Teens Getting High Off Deadly Flower
Most teenagers could care less about flowers and plants in the garden. But some teenagers are obsessed with the Datura Stramonium (also known as Jimson Weed, Devil's Weed and Moonflower), as it is known for its intense high.
To the average gardener, Jimson Weed is just an ornamental plant with beautiful flowers. Rebellious young adults see it as a free and readily available hallucinogenic drug.
Parents, social workers, and health care professionals should be worried about how readily available this toxic plant is. It can be found growing in backyards, roadsides and parks. Anybody can get access to it.
The plant has been well-known in the drug-community for years, with the popularity growing substantially in recent years due the Internet. The flower can be smoked, snorted, and eaten. All parts of the plant are toxic if ingested, including: seeds, flowers, roots, and leaves.

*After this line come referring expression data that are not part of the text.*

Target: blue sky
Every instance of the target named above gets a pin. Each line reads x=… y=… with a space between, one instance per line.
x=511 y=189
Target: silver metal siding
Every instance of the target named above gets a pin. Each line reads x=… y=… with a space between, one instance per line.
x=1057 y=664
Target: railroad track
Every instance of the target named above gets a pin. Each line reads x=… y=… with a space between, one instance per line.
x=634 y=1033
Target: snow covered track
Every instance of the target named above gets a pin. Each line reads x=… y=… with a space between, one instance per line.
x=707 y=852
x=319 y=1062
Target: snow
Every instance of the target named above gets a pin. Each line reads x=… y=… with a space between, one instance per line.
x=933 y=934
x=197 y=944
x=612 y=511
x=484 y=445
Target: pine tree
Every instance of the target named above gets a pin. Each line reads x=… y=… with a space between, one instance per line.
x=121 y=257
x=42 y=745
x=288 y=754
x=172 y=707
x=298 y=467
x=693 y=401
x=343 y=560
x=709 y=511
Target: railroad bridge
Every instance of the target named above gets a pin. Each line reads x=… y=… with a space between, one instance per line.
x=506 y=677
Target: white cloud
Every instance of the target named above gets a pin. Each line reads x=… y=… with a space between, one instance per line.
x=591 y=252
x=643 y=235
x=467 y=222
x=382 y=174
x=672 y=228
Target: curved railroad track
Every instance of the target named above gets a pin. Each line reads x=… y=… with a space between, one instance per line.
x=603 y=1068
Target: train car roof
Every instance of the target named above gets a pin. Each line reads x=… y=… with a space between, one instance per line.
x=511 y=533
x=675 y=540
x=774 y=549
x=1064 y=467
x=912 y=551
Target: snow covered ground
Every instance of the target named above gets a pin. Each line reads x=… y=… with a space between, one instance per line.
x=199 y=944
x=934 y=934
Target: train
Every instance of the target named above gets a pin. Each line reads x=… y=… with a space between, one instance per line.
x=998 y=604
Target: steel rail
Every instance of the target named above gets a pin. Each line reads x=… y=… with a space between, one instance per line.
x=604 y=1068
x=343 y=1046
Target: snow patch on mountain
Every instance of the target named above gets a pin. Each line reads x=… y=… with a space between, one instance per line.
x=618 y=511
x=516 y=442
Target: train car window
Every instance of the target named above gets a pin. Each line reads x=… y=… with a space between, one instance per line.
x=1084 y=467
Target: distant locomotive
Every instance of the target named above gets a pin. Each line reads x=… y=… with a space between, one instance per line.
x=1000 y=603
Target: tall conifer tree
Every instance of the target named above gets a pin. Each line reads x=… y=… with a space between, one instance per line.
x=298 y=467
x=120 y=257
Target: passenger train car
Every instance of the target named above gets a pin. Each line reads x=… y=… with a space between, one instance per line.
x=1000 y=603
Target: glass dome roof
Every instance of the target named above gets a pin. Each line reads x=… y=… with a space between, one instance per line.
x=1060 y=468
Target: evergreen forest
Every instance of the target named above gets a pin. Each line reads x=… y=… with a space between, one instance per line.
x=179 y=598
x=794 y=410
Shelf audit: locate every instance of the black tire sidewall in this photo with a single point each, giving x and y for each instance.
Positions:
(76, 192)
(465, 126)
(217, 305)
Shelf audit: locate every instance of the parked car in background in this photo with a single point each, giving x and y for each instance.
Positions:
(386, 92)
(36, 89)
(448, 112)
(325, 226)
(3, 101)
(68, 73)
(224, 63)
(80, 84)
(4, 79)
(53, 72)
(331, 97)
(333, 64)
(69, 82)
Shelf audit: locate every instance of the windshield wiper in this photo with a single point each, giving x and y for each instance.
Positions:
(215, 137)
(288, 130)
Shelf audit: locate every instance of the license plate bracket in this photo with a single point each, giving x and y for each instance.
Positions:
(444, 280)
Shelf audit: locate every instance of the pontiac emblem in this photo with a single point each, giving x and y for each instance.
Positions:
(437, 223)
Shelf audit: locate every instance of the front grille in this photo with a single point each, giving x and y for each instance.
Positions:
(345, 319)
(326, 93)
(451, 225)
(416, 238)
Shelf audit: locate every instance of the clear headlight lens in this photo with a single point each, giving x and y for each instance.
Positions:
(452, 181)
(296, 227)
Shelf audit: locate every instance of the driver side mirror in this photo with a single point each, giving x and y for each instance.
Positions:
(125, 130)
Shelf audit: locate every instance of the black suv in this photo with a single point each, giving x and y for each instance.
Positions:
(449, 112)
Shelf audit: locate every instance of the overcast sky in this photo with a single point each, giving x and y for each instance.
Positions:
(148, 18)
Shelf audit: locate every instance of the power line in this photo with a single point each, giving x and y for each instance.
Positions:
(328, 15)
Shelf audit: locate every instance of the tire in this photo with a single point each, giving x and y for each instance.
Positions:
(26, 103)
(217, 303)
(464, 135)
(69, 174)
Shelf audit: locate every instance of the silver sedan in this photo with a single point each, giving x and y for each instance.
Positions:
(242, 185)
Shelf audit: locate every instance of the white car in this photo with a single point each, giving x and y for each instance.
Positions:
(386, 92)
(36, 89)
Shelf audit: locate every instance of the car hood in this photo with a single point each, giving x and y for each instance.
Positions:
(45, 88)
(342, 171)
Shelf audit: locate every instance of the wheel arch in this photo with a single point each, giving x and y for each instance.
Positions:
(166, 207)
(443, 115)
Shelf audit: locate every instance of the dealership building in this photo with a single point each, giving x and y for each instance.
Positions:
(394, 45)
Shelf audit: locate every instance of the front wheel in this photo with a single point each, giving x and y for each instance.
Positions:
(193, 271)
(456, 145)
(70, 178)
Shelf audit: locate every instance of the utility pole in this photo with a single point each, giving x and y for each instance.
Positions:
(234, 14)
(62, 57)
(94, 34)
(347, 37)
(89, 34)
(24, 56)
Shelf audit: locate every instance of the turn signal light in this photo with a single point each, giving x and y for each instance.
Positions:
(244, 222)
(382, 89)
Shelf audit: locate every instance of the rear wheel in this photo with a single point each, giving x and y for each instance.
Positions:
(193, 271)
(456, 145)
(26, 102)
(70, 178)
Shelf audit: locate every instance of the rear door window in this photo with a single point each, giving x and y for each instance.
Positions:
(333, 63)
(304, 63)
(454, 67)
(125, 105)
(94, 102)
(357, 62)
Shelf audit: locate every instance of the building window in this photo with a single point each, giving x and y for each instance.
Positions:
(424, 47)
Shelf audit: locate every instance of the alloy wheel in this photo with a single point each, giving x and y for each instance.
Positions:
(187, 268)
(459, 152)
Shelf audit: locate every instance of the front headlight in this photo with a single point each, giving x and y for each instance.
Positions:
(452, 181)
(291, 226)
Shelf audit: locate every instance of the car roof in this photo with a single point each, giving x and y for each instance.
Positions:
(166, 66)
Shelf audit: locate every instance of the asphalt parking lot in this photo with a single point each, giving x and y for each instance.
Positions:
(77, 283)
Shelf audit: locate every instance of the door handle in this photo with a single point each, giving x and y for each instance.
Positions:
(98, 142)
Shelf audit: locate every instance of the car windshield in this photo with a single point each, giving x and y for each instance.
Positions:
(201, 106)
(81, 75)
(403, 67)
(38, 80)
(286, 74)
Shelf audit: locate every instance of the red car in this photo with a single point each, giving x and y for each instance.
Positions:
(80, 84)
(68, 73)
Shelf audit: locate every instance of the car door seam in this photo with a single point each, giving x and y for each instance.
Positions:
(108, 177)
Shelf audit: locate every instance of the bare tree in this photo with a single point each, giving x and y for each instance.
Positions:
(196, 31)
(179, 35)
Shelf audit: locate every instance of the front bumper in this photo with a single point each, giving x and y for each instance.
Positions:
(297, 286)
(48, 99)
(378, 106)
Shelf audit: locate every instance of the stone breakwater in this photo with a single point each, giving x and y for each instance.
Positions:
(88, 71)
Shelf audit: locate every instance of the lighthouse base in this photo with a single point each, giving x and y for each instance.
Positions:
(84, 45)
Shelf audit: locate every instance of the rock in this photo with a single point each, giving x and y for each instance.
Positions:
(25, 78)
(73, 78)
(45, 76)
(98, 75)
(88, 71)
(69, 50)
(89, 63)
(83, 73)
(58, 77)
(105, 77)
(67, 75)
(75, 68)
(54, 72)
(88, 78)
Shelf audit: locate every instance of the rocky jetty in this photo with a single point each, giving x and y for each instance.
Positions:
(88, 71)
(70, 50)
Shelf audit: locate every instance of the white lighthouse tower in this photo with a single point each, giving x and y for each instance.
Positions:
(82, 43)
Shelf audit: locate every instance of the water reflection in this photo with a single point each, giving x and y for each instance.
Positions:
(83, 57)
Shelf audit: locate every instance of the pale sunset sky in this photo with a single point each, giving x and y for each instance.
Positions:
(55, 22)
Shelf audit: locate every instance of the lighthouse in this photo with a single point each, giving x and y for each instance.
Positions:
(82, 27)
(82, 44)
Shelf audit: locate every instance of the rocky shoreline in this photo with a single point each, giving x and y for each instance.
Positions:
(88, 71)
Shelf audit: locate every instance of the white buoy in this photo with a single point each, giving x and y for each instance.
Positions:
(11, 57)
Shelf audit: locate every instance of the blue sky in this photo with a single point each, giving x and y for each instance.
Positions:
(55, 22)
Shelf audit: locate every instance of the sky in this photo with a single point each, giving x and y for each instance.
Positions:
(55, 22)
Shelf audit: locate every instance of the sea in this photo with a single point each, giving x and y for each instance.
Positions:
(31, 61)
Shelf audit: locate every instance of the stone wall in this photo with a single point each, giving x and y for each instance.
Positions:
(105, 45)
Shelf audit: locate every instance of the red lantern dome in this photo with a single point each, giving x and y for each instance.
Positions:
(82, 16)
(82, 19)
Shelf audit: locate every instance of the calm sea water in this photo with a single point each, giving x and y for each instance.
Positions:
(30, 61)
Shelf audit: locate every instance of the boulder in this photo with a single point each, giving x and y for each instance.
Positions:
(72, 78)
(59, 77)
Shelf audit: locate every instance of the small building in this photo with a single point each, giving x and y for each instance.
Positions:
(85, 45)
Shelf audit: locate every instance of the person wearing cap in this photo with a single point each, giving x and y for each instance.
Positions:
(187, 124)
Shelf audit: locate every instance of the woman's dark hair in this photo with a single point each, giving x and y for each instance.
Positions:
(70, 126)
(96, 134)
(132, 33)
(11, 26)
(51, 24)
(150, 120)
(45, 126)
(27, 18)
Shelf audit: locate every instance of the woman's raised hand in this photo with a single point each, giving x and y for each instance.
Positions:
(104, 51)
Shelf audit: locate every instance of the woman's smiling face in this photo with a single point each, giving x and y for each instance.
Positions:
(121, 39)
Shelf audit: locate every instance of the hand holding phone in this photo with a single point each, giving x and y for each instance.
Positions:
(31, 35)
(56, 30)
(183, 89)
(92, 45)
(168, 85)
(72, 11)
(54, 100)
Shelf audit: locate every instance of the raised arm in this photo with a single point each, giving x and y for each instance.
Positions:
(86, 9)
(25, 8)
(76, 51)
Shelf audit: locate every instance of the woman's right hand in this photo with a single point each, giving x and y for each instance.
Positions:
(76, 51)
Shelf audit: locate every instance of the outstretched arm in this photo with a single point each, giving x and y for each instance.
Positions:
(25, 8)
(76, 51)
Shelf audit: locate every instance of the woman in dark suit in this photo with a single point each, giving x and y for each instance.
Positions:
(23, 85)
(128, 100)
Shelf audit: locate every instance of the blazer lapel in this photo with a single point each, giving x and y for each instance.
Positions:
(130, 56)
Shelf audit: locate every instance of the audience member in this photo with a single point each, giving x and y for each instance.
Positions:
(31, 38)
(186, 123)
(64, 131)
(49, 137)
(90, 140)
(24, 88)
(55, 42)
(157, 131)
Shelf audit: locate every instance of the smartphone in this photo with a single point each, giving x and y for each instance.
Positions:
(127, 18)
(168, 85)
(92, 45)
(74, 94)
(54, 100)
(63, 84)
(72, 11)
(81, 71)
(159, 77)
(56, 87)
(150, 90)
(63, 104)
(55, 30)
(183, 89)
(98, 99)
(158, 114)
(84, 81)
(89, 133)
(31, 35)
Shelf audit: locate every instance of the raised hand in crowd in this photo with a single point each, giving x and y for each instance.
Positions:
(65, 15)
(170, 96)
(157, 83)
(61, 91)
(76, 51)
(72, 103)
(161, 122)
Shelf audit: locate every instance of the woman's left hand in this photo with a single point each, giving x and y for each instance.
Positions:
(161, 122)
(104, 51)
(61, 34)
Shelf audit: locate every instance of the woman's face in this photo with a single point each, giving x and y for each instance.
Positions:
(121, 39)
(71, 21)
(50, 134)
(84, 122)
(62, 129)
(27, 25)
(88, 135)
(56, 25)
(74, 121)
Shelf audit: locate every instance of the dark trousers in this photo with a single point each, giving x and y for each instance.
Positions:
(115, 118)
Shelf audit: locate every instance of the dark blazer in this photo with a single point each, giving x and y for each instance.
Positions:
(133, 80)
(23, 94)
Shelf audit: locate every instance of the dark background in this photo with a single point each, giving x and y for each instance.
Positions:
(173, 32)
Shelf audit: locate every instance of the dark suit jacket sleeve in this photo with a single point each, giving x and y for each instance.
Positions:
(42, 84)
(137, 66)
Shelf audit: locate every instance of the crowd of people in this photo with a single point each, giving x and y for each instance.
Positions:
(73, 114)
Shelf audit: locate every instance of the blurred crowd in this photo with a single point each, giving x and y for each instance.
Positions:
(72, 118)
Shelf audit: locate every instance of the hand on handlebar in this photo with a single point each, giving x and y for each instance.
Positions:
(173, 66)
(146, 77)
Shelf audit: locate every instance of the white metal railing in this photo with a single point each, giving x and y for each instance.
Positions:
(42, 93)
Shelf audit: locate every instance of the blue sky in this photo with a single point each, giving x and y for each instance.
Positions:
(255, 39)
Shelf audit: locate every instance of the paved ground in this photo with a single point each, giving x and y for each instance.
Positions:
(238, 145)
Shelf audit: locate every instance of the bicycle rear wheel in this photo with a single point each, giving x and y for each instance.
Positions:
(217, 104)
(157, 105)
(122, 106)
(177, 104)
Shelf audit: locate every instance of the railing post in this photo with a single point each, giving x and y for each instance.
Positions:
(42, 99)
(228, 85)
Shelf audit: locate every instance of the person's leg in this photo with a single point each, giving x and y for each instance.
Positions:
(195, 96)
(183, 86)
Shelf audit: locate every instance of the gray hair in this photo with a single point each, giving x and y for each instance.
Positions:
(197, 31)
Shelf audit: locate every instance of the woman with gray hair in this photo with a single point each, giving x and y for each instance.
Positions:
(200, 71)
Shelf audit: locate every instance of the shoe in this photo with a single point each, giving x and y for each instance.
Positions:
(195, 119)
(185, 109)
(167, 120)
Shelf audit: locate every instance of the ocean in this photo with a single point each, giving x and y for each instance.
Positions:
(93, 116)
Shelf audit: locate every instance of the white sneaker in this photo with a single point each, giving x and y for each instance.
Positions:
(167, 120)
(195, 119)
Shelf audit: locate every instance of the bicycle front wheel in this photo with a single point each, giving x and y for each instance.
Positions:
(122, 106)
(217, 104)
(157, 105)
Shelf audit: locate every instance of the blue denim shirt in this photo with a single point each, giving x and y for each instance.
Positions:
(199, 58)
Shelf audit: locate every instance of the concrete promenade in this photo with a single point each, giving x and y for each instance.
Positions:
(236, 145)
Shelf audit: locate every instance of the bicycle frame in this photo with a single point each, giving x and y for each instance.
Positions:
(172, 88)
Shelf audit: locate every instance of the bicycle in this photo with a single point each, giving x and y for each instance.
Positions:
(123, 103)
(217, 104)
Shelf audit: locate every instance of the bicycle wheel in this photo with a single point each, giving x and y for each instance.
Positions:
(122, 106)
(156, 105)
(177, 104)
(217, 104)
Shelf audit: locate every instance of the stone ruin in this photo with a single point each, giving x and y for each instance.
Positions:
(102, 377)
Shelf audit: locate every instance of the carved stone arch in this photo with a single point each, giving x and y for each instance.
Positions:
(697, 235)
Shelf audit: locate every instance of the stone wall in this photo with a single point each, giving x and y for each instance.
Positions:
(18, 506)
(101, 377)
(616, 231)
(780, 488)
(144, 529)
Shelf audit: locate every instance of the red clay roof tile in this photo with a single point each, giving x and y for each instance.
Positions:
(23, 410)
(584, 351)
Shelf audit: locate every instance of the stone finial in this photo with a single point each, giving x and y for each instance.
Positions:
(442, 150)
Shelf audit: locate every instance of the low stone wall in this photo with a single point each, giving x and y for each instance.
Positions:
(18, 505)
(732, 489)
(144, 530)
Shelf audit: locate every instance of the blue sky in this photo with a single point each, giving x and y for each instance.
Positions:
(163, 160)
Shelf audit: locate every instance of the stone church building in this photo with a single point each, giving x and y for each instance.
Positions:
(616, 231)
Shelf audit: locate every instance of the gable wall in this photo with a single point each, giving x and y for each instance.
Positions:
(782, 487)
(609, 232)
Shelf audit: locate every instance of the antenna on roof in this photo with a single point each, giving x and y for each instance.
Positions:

Datura causes users to see things and people that aren't really there, with the hallucinogenic and delirium effects lasting up to 48 hours. Users have reported blurry vision and vertigo. Other dangerous side effects include: severe anxiety, hyperthermia, seizures, comas and even death. According to the American Association of Poison Control Centers, the plant kills hundreds of people and hospitalizes thousands each year.
For centuries, the plant has been used in traditional herbal medicines and in spiritual guidance.
Although growing datura as a garden plant is legal, in some places it is considered a noxious weed. In Pennsylvania and New Jersey in the United States, it is considered illegal to sell, transport or plant the toxic flower.